In-flight blood transfusions increase survival rates and improve trauma patient outcomes

Feb. 12, 2015

Air-lifted trauma victims who received blood transfusions in the helicopter before arriving at a trauma center had higher one-day survival rates and less chance of shock than air-lifted patients who did not receive blood transfusions until they arrived at the trauma unit, according to study findings published online in the Journal of the American College of Surgeons.

The researchers evaluated the air medical evacuation strategy at the University of Pittsburgh Medical Center (UPMC), which has a network of 18 helicopter bases in Pennsylvania, Ohio, and Maryland. It is the largest study to date of a civilian in-flight trauma resuscitation protocol that has been used by the military in Iraq and Afghanistan.

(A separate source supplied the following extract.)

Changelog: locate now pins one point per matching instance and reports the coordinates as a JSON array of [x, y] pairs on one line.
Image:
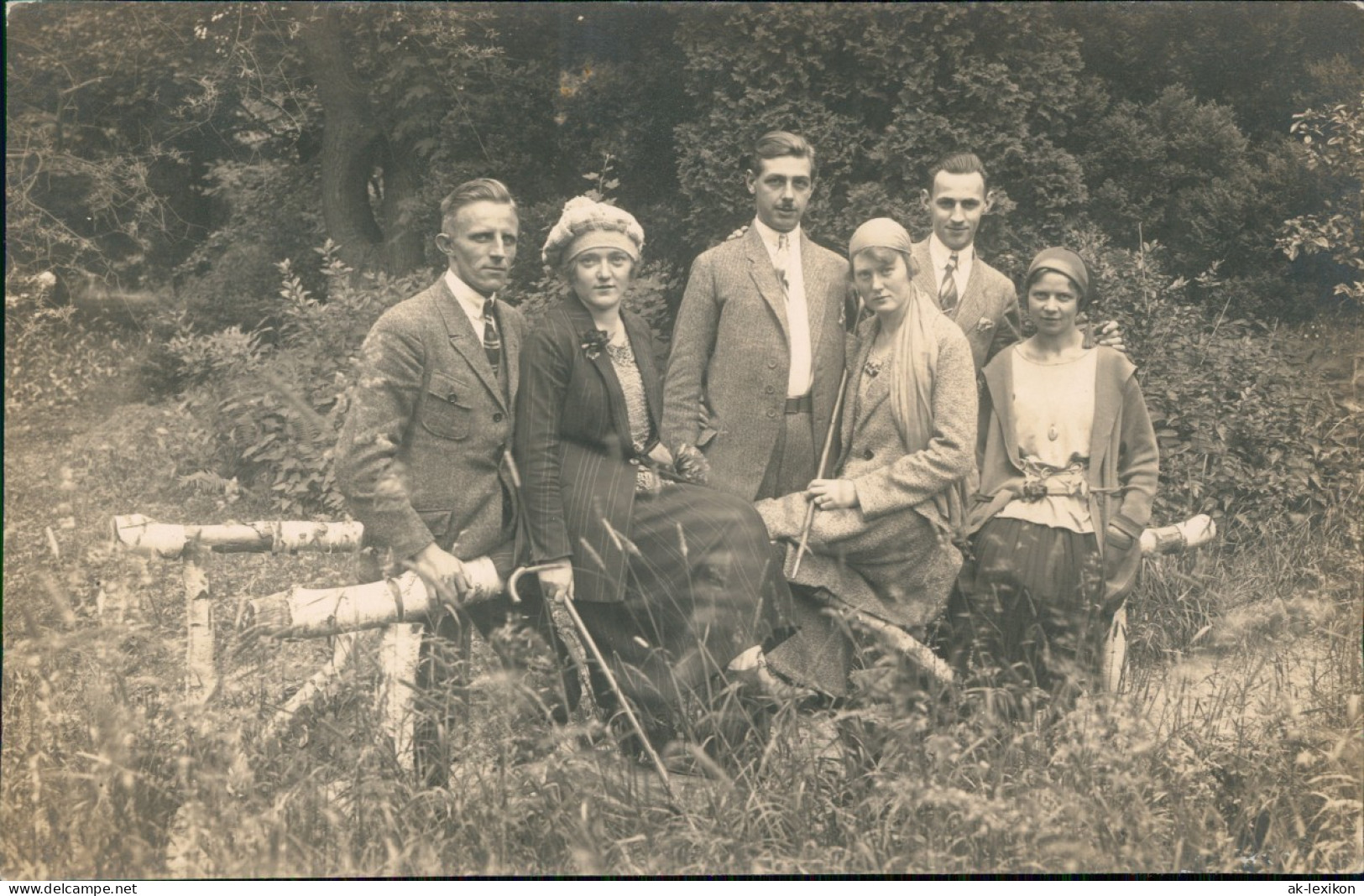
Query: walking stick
[[818, 473], [571, 636]]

The STAT MedEvac helicopter teams at UPMC have been carrying blood for transfusion on their flights for about two decades, but this is the first study that evaluated the use of transfused blood in civilian trauma victims air-evacuated directly from the injury scene and compared them with air-evacuated trauma victims who did not receive transfused blood.

Hemorrhage is the leading cause of death in trauma victims. Early transfusions of red blood cells have been known to reduce the chance of death, and the use of transfusions before trauma victims arrive at the trauma center has been growing. The study aimed to determine if pre-trauma center blood transfusions were indeed associated with improved outcomes. During a five-year period ending in 2012, 240 patients who received in-flight transfusions were evaluated in comparison with 480 who did not receive blood until they arrived at the hospital.

The UPMC protocol involves giving guidelines to paramedics and nurses onboard flights on when to administer the transfusions. All the STAT MedEvac flights at the institution carry two units of red blood cells for transfusion. Helicopter staff can communicate with the medical command doctor at the trauma center to get the go-ahead order to give blood to patients who may not meet the guidelines for transfusion but still may benefit from receiving it.